Turns out, local fisherman were protesting new regulations, and decided to close off several portions of the only highway through the country until their demands were addressed. I joined confused commuters, panicky tourists, and disgruntled truckers in the crowds as we milled about around stopped vehicles, trying our best to stay out of the sun. With no concession in sight, and no concrete news on hand, I decided to bail and turned around, resolving to walk to the nearest hotel. I hiked past over 15 kilometers of stopped vehicles in hot sun and pouring rain until I came to a decision: screw Panama. Tomorrow, I was going to catch the first bus to a place were I could get a real vacation: Monteverde.
Which is how, about 24 hours later, I was seated in my favorite spot in the world, the porch of UGA Costa Rica, watching birds fly by and sipping fantastic coffee. The smell of fresh cooking lingered in the air, mixing with the mist coming down from the mountains. A coati ambled passed, eyes only for the banana trees. Somewhere nearby, the interns were arguing about the correct name for “eyelash viper.”
It was just what I needed. A return to the quiet life, cool climate, and lack of monkeys. I felt like I still new every inch of the place. I visited a few of my old haunts–the frog pond was still alive with over five species breeding at once, the leafcutter ant megacity was booming, rumors still persisted about puma sightings in the fields. The only changes? Some hurricane damage still lingered from Nate in 2017, and a few new small ecolodges and tour businesses had popped up in the town. But it still felt like the same San Luis.

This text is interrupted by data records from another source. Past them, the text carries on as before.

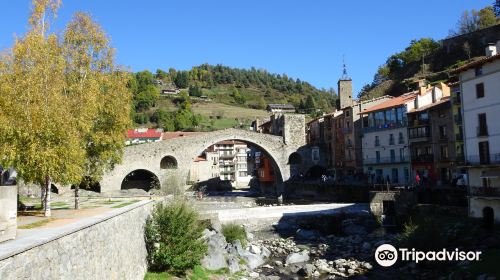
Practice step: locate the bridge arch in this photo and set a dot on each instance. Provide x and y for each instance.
(185, 149)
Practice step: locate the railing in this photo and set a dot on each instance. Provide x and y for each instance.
(384, 127)
(347, 130)
(385, 160)
(481, 160)
(484, 191)
(227, 155)
(482, 130)
(423, 158)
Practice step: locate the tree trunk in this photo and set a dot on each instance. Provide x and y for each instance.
(42, 196)
(77, 196)
(47, 197)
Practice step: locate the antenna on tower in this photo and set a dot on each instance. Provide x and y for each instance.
(344, 72)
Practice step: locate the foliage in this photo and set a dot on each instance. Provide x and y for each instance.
(474, 20)
(424, 236)
(234, 232)
(172, 237)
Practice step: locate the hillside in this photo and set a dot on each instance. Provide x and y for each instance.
(433, 60)
(215, 97)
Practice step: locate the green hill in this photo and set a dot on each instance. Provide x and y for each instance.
(215, 97)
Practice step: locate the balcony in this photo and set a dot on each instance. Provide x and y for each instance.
(482, 130)
(347, 130)
(493, 159)
(231, 155)
(384, 127)
(384, 160)
(416, 123)
(485, 192)
(423, 158)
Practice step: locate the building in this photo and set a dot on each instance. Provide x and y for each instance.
(233, 161)
(386, 145)
(432, 139)
(479, 86)
(280, 108)
(143, 135)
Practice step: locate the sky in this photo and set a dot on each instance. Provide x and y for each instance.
(306, 39)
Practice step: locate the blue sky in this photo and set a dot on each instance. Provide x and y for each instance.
(304, 39)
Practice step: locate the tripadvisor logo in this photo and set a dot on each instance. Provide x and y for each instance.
(387, 255)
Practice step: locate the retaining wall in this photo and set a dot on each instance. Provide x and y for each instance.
(108, 246)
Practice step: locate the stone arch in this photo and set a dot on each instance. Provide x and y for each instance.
(140, 179)
(273, 158)
(295, 159)
(315, 172)
(488, 217)
(168, 162)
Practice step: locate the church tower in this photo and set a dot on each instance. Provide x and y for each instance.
(344, 90)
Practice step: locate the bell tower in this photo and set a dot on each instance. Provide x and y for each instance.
(344, 90)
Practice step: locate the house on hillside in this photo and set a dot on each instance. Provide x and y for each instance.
(479, 87)
(143, 135)
(280, 108)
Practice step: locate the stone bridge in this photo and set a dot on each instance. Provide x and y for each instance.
(181, 152)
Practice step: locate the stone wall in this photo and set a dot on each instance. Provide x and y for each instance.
(109, 246)
(8, 212)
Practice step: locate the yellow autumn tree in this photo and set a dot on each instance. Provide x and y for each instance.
(64, 105)
(102, 91)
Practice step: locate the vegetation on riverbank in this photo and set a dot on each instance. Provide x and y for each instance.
(173, 238)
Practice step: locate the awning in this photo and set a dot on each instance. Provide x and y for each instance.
(490, 174)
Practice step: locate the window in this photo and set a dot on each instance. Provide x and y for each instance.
(484, 152)
(444, 152)
(480, 90)
(482, 129)
(443, 132)
(401, 139)
(478, 71)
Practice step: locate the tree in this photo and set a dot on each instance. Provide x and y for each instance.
(310, 104)
(487, 17)
(60, 115)
(92, 75)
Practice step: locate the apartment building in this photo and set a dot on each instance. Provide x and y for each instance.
(233, 165)
(479, 86)
(432, 139)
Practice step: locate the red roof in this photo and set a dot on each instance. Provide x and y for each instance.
(476, 63)
(177, 134)
(397, 101)
(149, 133)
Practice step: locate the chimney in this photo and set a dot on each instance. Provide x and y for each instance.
(491, 49)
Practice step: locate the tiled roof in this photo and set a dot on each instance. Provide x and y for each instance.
(397, 101)
(423, 108)
(149, 133)
(177, 134)
(476, 63)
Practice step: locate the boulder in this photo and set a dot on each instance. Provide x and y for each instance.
(298, 257)
(214, 261)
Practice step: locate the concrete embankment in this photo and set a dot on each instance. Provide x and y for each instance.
(256, 218)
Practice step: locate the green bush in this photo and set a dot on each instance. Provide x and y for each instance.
(424, 236)
(173, 238)
(234, 232)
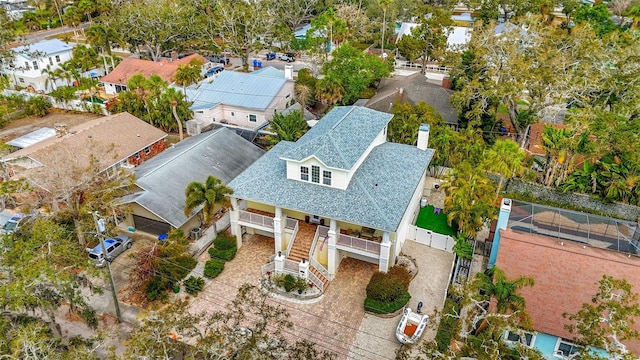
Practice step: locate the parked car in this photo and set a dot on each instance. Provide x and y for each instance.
(114, 247)
(218, 59)
(288, 57)
(214, 70)
(13, 224)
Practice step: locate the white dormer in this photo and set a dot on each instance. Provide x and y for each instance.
(331, 152)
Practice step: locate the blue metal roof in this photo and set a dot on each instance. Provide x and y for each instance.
(238, 89)
(47, 47)
(341, 137)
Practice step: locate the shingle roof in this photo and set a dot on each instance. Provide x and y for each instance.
(377, 196)
(46, 47)
(341, 137)
(220, 153)
(238, 89)
(108, 139)
(566, 275)
(165, 69)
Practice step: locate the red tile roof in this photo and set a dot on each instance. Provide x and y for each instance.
(166, 69)
(566, 275)
(535, 137)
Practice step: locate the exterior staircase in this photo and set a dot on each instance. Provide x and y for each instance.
(301, 247)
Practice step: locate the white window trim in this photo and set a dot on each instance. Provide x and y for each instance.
(556, 351)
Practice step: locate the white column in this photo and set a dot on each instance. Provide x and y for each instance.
(385, 250)
(279, 263)
(332, 259)
(277, 230)
(234, 215)
(303, 269)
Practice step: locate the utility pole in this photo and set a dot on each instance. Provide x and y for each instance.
(100, 227)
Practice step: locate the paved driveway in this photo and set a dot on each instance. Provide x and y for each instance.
(428, 286)
(336, 321)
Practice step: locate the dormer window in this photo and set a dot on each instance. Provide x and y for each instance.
(326, 177)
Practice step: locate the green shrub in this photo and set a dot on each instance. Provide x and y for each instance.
(193, 285)
(225, 255)
(157, 289)
(213, 268)
(379, 307)
(388, 287)
(448, 325)
(224, 243)
(38, 106)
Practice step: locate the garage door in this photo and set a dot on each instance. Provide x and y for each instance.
(150, 226)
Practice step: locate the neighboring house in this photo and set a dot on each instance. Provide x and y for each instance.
(457, 39)
(26, 67)
(158, 205)
(413, 89)
(339, 191)
(116, 80)
(115, 141)
(245, 100)
(566, 253)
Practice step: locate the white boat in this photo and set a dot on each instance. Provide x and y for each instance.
(411, 326)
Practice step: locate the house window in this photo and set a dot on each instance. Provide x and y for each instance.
(326, 177)
(517, 338)
(565, 348)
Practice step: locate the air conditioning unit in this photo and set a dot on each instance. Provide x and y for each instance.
(194, 127)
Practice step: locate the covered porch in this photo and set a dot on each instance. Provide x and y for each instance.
(300, 238)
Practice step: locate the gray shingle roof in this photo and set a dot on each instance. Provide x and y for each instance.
(341, 137)
(237, 89)
(377, 195)
(220, 153)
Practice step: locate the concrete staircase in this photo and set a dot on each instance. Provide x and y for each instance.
(301, 247)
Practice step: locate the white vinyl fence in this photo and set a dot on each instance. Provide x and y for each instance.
(430, 238)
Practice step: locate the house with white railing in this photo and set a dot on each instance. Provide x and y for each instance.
(342, 190)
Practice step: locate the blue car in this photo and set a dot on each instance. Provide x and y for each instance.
(214, 70)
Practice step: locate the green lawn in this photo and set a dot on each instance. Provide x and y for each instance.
(436, 223)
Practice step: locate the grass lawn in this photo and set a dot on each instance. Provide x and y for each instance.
(436, 223)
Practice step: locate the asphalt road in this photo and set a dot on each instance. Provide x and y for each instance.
(41, 35)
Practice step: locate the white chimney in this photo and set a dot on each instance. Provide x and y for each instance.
(423, 137)
(288, 72)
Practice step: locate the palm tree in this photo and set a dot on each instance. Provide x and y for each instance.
(209, 194)
(175, 96)
(504, 158)
(494, 284)
(103, 37)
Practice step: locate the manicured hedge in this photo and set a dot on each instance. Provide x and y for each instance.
(213, 268)
(448, 325)
(379, 307)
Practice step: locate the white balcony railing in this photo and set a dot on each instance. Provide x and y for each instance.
(358, 243)
(291, 226)
(255, 219)
(321, 232)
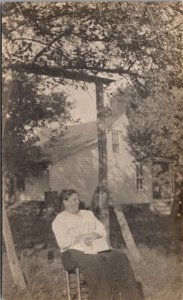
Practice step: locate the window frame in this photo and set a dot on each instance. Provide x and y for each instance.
(115, 141)
(139, 177)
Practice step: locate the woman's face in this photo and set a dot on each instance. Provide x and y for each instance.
(72, 204)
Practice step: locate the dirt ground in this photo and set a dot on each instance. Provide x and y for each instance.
(157, 238)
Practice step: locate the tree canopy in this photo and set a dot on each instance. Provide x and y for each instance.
(74, 40)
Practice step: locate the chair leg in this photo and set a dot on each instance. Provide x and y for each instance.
(68, 285)
(78, 283)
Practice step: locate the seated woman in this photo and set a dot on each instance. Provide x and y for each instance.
(108, 274)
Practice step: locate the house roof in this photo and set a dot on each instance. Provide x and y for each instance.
(76, 138)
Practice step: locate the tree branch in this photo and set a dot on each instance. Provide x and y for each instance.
(58, 72)
(62, 34)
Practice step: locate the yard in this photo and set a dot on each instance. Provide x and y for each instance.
(157, 238)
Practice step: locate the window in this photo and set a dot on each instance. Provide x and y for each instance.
(139, 176)
(115, 141)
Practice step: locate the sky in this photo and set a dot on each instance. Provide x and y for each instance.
(85, 100)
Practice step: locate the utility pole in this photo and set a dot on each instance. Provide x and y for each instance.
(102, 151)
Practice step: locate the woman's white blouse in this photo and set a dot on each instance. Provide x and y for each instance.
(67, 226)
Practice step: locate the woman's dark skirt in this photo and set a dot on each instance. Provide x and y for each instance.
(108, 275)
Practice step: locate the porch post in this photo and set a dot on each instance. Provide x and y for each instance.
(102, 151)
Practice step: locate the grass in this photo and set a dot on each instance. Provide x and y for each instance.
(156, 238)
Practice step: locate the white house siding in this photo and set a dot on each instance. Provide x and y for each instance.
(78, 171)
(35, 187)
(122, 170)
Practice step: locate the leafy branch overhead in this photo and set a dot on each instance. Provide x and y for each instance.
(73, 40)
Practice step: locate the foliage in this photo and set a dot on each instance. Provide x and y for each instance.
(30, 112)
(128, 39)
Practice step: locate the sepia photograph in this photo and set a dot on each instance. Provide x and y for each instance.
(92, 150)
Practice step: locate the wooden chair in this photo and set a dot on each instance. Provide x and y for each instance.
(76, 286)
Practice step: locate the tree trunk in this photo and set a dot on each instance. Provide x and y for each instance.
(130, 243)
(11, 253)
(102, 151)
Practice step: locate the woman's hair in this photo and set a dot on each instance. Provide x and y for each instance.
(65, 194)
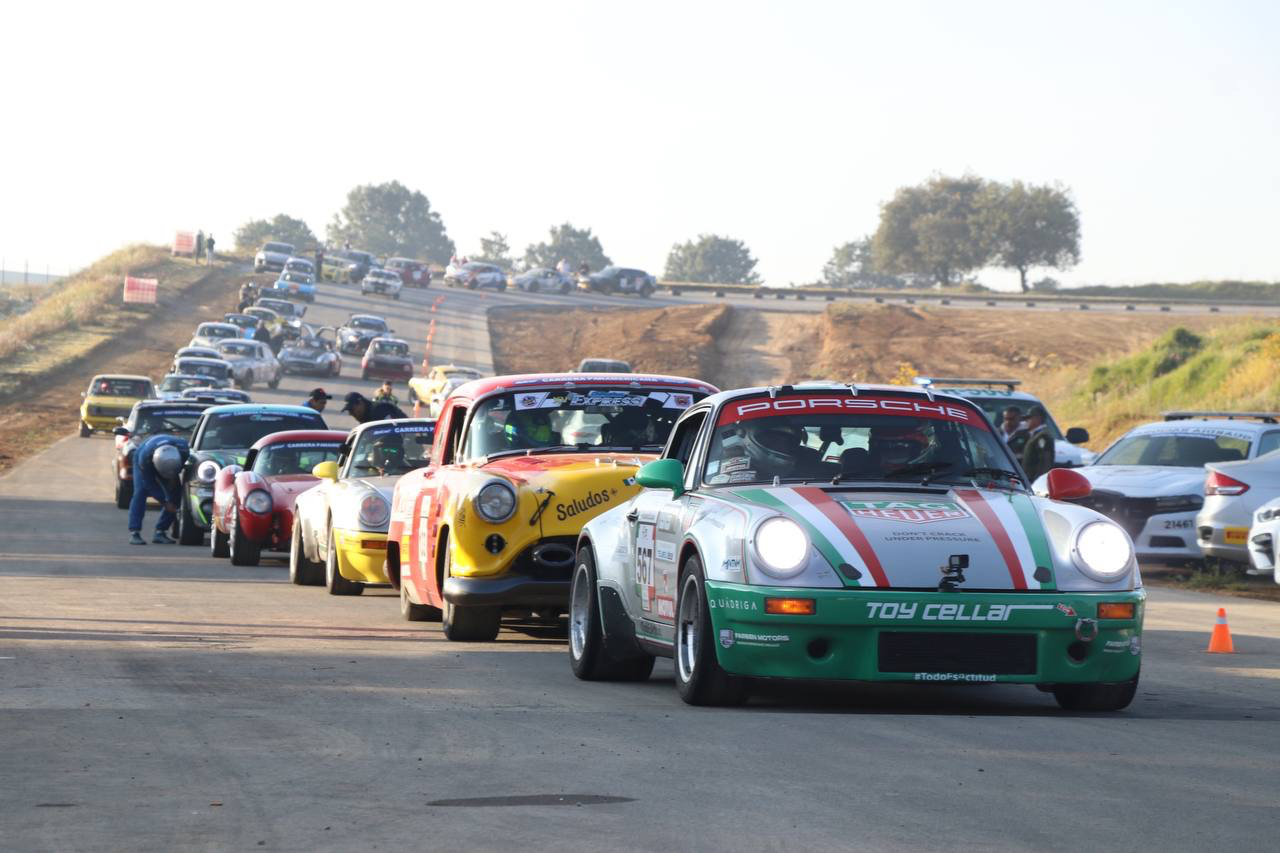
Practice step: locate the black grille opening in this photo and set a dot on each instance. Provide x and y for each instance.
(955, 652)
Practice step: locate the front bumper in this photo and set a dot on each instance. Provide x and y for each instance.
(1020, 638)
(361, 555)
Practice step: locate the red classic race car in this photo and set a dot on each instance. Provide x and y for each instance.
(254, 505)
(519, 465)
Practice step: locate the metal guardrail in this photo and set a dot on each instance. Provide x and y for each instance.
(1028, 300)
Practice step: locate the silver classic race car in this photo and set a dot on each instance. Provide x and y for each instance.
(854, 533)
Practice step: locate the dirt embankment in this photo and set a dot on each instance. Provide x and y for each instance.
(45, 406)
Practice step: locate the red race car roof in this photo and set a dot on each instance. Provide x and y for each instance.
(301, 436)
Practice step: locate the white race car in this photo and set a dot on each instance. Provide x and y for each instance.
(1151, 480)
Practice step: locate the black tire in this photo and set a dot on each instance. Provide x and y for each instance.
(699, 676)
(302, 571)
(241, 550)
(188, 532)
(218, 543)
(416, 612)
(1096, 697)
(588, 657)
(469, 624)
(334, 582)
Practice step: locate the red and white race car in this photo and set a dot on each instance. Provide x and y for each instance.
(254, 505)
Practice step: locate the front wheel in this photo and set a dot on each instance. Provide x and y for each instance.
(334, 582)
(1096, 697)
(588, 656)
(469, 624)
(699, 676)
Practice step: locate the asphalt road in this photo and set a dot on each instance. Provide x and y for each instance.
(158, 699)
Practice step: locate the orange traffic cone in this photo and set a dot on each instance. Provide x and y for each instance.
(1220, 641)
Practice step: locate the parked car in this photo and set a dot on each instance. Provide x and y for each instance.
(355, 334)
(474, 276)
(996, 395)
(341, 524)
(603, 365)
(223, 436)
(618, 279)
(112, 396)
(147, 418)
(252, 361)
(543, 281)
(272, 256)
(295, 286)
(254, 502)
(382, 281)
(412, 273)
(312, 354)
(208, 334)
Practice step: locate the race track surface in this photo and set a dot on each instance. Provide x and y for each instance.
(158, 699)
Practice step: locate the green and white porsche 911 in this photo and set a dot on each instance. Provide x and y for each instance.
(855, 533)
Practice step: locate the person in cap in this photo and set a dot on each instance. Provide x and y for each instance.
(318, 400)
(1038, 451)
(365, 410)
(156, 468)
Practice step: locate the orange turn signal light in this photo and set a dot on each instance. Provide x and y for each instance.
(1115, 610)
(790, 606)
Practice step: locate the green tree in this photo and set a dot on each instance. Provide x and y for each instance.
(283, 228)
(1032, 226)
(853, 264)
(496, 250)
(712, 259)
(575, 245)
(936, 228)
(392, 219)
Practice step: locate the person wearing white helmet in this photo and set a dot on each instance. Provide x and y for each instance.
(156, 474)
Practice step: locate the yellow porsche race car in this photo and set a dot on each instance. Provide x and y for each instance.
(112, 396)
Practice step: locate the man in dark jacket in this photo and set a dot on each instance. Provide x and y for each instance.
(156, 466)
(364, 411)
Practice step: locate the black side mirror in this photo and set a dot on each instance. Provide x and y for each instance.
(1077, 436)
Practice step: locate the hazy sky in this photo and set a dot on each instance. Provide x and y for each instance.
(782, 124)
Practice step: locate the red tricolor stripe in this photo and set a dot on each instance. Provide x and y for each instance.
(845, 523)
(979, 507)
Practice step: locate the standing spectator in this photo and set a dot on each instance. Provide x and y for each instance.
(156, 466)
(1038, 452)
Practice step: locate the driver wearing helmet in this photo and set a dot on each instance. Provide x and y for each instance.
(529, 428)
(892, 448)
(156, 474)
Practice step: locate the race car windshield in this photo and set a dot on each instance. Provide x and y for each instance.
(178, 422)
(293, 457)
(626, 419)
(233, 430)
(1178, 450)
(396, 448)
(854, 438)
(120, 388)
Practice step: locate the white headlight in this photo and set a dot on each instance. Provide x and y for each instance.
(496, 502)
(1102, 551)
(781, 546)
(374, 510)
(257, 501)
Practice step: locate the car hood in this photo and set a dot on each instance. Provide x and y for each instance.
(1146, 480)
(901, 539)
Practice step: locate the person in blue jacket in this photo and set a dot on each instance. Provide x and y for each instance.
(156, 468)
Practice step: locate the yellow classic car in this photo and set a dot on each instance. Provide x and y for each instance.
(520, 464)
(112, 396)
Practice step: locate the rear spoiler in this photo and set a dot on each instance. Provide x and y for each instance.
(1265, 416)
(965, 382)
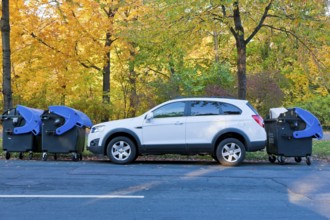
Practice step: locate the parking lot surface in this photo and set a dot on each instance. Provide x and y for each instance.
(163, 190)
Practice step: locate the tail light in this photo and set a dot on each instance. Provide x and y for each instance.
(259, 120)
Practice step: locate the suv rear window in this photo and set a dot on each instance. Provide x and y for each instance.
(199, 108)
(252, 108)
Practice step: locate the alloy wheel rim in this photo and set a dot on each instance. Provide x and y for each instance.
(231, 152)
(121, 150)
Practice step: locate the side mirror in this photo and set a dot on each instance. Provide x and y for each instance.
(149, 116)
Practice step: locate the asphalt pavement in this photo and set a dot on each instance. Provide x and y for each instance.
(163, 190)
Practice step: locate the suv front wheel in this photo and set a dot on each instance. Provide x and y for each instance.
(230, 152)
(121, 150)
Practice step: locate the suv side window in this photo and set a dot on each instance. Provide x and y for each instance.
(228, 109)
(199, 108)
(175, 109)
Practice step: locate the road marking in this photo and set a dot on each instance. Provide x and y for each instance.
(74, 196)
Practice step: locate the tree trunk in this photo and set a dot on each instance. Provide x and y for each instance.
(241, 69)
(238, 32)
(6, 63)
(106, 71)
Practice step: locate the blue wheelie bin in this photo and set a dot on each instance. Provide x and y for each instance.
(21, 131)
(290, 135)
(64, 131)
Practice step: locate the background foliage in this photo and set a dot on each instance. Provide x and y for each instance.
(162, 49)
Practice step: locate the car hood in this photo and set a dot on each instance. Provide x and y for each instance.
(128, 122)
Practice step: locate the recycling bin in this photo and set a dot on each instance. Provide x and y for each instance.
(21, 131)
(291, 134)
(64, 131)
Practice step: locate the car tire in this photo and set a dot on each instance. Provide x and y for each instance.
(121, 150)
(230, 152)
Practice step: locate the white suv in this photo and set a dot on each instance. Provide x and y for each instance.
(224, 128)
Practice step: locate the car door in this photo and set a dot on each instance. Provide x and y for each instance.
(164, 131)
(207, 118)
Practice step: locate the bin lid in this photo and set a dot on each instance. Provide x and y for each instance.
(72, 117)
(313, 125)
(32, 120)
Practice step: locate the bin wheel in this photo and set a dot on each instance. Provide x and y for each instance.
(272, 158)
(74, 157)
(281, 160)
(7, 155)
(30, 155)
(44, 156)
(308, 160)
(297, 159)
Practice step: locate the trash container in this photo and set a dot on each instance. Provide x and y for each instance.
(21, 131)
(290, 135)
(63, 131)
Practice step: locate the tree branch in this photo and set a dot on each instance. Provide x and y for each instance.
(290, 33)
(58, 51)
(260, 23)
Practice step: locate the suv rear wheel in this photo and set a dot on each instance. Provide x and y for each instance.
(230, 152)
(121, 150)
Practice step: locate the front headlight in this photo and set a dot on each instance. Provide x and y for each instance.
(99, 128)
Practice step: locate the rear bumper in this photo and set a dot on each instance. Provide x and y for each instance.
(256, 145)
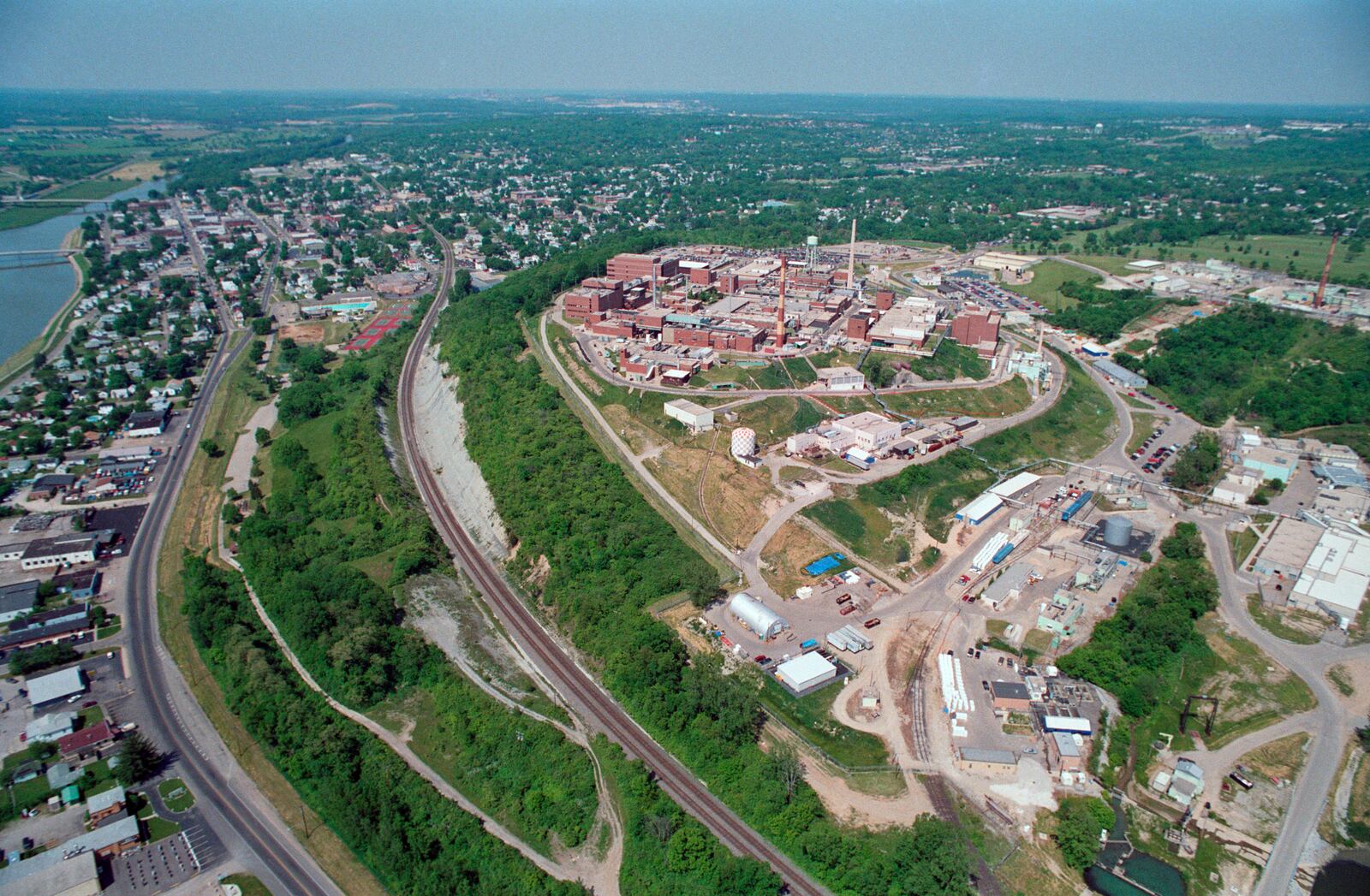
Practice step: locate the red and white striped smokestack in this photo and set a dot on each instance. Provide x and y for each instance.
(780, 312)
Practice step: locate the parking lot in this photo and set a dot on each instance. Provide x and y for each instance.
(157, 866)
(813, 617)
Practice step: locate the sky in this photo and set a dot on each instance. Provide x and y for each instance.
(1221, 51)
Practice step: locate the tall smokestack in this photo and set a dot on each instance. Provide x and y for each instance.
(780, 312)
(851, 259)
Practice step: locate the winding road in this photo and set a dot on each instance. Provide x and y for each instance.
(561, 670)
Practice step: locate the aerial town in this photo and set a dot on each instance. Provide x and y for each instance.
(456, 490)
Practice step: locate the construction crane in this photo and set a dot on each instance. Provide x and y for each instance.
(1326, 267)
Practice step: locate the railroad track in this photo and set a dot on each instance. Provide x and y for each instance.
(561, 669)
(935, 784)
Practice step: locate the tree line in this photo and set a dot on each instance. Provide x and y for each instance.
(595, 555)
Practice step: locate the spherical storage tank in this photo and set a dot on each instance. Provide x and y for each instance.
(764, 621)
(1117, 531)
(744, 442)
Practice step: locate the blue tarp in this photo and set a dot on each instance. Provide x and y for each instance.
(829, 562)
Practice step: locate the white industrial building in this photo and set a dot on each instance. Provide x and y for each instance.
(805, 672)
(1337, 573)
(980, 508)
(842, 378)
(867, 430)
(1004, 262)
(1120, 374)
(59, 551)
(759, 620)
(1014, 487)
(59, 685)
(695, 417)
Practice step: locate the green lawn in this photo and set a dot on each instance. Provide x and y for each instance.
(25, 216)
(176, 795)
(1113, 264)
(248, 884)
(161, 828)
(1312, 253)
(1141, 428)
(1273, 622)
(1045, 284)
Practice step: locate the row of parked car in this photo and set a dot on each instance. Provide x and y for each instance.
(1157, 458)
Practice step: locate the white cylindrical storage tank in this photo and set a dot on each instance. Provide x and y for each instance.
(744, 442)
(764, 621)
(1117, 531)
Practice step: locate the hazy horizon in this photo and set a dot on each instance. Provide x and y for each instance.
(1224, 52)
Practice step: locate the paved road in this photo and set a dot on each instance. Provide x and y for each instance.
(168, 711)
(1331, 725)
(606, 373)
(557, 665)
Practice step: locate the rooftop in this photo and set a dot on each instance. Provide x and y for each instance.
(57, 685)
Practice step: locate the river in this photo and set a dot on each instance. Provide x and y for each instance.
(32, 294)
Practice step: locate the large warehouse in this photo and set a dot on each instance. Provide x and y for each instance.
(805, 672)
(760, 620)
(1120, 374)
(695, 417)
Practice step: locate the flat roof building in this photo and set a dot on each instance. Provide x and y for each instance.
(695, 417)
(806, 672)
(55, 686)
(1120, 373)
(1010, 697)
(980, 508)
(998, 762)
(18, 599)
(59, 551)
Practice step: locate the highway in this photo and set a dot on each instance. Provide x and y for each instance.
(543, 649)
(162, 702)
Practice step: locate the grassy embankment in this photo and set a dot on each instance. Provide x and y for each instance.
(1075, 428)
(79, 192)
(194, 528)
(22, 359)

I chatted with the interns, combining the collective knowledge of our separate cohorts. We swapped guiding stories. They took me on a couple hikes which really ended up being cooperative wildlife walks–all good. They filled me in on the latest ecological data, and I showed them a few tracking tricks.
I’m back to work now, but feel refreshed and rejuvenated. A little guilty, though–while I was enjoying coffee and mountain wildlife, my fellow bus riders were still sweating it on the side of the highway, fruitlessly waiting for a clearance that wouldn’t come until 2am the next morning. Some ended up waiting for 17 hours. Glad I followed my instincts and cut my losses when I did. Panama will have to wait.